Youth deems it heresy, but I sometimes wonder if our English speaking way is quite the best. I discussed the subject once with an old French lady. The English reader forms his idea of French life from the French novel; it leads to mistaken notions. There are French Darbys, French Joans, many thousands of them.

“Believe me,” said my old French friend, “your English way is wrong; our way is not perfect, but it is the better, I am sure. You leave it entirely to the young people. What do they know of life, of themselves, even. He falls in love with a pretty face. She – he danced so well! he was so agreeable that day of the picnic! If marriage were only for a month or so; could be ended without harm when the passion was burnt out. Ah, yes! then perhaps you would be right. I loved at eighteen, madly – nearly broke my heart. I meet him occasionally now. My dear” – her hair was silvery white, and I was only thirty-five; she always called me “my dear”; it is pleasant at thirty-five to be talked to as a child. “He was a perfect brute, handsome he had been, yes, but all that was changed. He was as stupid as an ox. I never see his poor frightened-looking wife without shuddering thinking of what I have escaped. They told me all that, but I looked only at his face, and did not believe them. They forced me into marriage with the kindest man that ever lived. I did not love him then, but I loved him for thirty years; was it not better?”

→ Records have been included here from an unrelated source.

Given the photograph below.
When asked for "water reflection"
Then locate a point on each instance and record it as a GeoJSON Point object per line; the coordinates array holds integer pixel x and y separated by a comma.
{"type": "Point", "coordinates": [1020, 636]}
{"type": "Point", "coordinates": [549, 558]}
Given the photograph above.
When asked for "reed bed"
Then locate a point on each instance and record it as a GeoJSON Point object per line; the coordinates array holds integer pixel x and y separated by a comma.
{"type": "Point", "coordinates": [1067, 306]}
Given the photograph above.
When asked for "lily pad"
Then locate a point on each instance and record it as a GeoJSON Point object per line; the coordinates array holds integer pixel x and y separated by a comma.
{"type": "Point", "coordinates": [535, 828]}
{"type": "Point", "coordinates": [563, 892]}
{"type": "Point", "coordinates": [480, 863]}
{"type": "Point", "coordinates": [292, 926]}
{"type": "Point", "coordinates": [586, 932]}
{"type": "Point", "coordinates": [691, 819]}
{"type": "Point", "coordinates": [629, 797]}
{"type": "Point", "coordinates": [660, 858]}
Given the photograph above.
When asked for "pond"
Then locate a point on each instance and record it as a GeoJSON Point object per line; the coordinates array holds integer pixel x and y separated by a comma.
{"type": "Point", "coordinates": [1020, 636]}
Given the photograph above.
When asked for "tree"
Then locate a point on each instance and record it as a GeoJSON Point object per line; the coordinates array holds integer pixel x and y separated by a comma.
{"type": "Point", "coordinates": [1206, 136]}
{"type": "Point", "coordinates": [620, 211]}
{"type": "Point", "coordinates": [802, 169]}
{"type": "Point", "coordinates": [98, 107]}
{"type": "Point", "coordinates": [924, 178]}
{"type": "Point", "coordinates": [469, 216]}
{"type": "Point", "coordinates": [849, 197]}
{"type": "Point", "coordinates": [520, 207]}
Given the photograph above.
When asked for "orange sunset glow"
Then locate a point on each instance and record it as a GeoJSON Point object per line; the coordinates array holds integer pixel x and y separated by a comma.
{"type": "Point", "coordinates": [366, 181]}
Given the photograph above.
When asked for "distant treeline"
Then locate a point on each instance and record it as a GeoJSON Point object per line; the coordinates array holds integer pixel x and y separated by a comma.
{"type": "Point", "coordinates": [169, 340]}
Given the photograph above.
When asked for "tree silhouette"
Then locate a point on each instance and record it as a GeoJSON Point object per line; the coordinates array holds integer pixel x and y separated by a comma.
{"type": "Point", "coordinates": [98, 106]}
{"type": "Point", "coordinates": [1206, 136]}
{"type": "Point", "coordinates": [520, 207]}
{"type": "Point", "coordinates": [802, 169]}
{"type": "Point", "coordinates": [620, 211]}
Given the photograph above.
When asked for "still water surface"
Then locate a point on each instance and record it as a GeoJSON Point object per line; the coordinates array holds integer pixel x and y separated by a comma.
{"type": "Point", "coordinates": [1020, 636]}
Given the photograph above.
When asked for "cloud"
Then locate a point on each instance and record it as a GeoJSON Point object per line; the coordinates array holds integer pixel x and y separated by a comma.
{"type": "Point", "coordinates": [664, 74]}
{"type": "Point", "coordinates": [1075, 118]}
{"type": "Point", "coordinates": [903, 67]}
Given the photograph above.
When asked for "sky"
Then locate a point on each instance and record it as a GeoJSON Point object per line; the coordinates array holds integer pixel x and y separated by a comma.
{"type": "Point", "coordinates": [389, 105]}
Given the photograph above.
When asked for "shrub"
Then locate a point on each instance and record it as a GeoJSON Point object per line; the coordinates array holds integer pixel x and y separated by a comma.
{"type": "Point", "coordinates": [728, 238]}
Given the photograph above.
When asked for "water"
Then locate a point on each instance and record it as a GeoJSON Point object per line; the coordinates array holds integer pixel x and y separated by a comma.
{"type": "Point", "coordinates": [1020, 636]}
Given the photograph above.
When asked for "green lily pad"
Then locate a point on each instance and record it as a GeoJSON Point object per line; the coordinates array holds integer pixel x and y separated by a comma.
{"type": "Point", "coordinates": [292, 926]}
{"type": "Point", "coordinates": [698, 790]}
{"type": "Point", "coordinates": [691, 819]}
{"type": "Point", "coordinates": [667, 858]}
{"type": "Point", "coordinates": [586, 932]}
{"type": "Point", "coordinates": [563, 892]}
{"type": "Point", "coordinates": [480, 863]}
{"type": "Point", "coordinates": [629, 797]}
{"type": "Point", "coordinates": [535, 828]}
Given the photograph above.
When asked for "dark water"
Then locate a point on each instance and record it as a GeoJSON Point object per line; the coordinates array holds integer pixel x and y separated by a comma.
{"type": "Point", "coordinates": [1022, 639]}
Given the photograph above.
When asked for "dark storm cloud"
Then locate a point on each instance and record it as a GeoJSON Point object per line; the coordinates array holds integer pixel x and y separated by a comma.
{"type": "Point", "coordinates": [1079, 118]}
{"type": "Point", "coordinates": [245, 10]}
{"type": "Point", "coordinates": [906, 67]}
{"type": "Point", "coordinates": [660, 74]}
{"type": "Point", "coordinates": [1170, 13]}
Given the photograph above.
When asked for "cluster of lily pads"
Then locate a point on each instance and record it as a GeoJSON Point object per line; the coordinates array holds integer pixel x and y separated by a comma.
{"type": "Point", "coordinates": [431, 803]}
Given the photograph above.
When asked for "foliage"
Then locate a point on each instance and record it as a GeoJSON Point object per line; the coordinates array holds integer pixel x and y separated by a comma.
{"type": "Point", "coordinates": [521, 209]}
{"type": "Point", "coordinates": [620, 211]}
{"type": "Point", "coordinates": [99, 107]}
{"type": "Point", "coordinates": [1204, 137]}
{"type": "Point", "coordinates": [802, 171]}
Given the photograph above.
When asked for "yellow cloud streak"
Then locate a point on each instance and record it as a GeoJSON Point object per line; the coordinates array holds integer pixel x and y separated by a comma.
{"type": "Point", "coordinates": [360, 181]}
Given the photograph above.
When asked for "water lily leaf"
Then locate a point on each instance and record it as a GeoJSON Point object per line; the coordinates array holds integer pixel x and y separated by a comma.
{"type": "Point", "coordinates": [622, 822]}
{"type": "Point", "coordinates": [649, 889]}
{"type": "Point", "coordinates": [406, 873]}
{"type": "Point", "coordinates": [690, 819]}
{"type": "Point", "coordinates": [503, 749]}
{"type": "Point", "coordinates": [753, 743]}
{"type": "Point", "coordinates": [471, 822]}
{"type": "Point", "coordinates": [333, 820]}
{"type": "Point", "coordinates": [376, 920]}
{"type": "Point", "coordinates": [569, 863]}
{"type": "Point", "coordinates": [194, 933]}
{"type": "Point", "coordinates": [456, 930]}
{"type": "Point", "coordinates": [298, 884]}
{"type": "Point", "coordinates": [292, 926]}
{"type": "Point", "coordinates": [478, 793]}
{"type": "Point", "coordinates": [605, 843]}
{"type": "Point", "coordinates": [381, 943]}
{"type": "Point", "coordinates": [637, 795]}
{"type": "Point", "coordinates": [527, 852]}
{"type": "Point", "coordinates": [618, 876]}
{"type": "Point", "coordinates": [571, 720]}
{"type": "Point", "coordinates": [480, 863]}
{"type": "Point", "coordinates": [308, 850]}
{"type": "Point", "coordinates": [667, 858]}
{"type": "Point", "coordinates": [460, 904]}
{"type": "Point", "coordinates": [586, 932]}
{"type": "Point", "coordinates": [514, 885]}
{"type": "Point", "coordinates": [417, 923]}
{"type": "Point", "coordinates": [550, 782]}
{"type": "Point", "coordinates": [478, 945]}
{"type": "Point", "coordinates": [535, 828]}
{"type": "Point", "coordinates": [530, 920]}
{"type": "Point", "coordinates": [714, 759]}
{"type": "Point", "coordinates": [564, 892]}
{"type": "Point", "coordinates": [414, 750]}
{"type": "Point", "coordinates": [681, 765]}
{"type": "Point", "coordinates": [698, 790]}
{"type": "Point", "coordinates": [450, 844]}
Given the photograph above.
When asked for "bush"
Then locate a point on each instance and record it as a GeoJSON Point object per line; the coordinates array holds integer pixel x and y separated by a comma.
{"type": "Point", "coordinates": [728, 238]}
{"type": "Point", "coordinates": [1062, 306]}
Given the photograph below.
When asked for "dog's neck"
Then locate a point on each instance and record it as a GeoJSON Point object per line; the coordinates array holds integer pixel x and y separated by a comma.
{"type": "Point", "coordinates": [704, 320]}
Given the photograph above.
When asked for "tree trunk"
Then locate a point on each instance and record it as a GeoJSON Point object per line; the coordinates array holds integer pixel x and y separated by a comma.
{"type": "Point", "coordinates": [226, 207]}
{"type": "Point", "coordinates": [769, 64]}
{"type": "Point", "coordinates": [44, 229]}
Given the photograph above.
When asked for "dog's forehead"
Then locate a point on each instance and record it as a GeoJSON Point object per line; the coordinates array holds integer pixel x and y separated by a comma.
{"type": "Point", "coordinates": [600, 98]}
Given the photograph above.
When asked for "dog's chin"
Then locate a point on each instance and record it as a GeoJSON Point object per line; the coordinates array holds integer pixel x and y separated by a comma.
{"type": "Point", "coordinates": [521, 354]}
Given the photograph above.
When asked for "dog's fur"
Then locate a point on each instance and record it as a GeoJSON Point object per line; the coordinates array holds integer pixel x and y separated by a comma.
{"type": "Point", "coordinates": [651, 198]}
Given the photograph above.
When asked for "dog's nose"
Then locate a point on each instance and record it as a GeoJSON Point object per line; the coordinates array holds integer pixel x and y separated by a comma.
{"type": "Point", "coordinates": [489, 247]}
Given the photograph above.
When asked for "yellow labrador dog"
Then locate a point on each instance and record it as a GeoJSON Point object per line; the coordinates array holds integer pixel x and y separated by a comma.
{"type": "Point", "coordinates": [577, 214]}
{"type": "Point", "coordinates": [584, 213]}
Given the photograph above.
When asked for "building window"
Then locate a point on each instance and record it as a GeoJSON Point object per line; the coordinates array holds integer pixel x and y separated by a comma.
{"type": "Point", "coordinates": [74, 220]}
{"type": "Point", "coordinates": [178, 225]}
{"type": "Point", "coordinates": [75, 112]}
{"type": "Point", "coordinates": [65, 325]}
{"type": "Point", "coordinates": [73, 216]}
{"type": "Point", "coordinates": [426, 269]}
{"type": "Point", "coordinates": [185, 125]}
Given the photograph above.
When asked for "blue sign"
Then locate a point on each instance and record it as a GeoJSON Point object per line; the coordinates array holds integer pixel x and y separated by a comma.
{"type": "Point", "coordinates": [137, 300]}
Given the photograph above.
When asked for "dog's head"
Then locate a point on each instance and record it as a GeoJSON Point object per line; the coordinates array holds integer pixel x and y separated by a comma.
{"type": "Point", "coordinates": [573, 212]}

“But, my dear friend,” I answered; “that poor, frightened-looking wife of your first love! Her marriage also was, I take it, the result of parental choosing. The love marriage, I admit, as often as not turns out sadly. The children choose ill. Parents also choose ill. I fear there is no sure receipt for the happy marriage.”

“You are arguing from bad examples,” answered my silver-haired friend; “it is the system that I am defending. A young girl is no judge of character. She is easily deceived, is wishful to be deceived. As I have said, she does not even know herself. She imagines the mood of the moment will remain with her. Only those who have watched over her with loving insight from her infancy know her real temperament.

“The young man is blinded by his passion. Nature knows nothing of marriage, of companionship. She has only one aim. That accomplished, she is indifferent to the future of those she has joined together. I would have parents think only of their children’s happiness, giving to worldly considerations their true value, but nothing beyond, choosing for their children with loving care, with sense of their great responsibility.”

Which is it?

“I fear our young people would not be contented with our choosing,” I suggested.

“Are they so contented with their own, the honeymoon over?” she responded with a smile.

We agreed it was a difficult problem viewed from any point.

But I still think it would be better were we to heap less ridicule upon the institution. Matrimony cannot be “holy” and ridiculous at the same time. We have been familiar with it long enough to make up our minds in which light to regard it.